According to the MIT Technology Review, European gene therapy company UniQure is pulling its services due to lack of customers. Glybera, the company’s formerly available treatment, featured a series of injections to correct the effects of a rare metabolic disease called lipoprotein lipase deficiency. However, the drug’s availability will be limited in the future due to lack of demand for the $1 million treatment.
According to Casey Quinn, a health economist at the MIT Center for Biomedical Innovation, the failure of the drug is attributed to two direct causes; “It wasn’t just that it cost $1 million; it’s that it came to market without much evidence basis that it was worth $1 million,”
The drug is currently sold in Europe, but UniQure will not be seeking renewal on the drug’s marketing authorization. Instead, the company will continue to supply the treatment until the current marketing authorization expires.
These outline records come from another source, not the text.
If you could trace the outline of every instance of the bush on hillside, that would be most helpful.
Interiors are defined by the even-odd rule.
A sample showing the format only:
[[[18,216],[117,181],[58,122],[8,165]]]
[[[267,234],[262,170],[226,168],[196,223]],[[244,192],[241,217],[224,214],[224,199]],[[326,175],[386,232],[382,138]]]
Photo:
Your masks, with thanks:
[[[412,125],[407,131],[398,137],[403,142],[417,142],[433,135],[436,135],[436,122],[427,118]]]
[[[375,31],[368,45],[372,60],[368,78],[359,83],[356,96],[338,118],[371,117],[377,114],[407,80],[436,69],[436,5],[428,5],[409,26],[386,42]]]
Experts predict that this is not the end of gene therapy based medicine; however this report indicates a larger trend in the pharmaceutical and healthcare industry. This issue is central to the ongoing debate in the United States regarding prescription drug pricing; some argue that many prices are predatory, while others assert that they are necessary to absorb high research and development costs. Moving forward, how can companies balance price with research and development costs, effectively enough to provide effective innovative treatments, and remain solvent?
The article notes that additional gene therapy treatments are under approval review by the FDA, including treatments for inherited blindness and a potential application for cancer treatment. Hopefully, these treatments can be offered at a more reasonable price.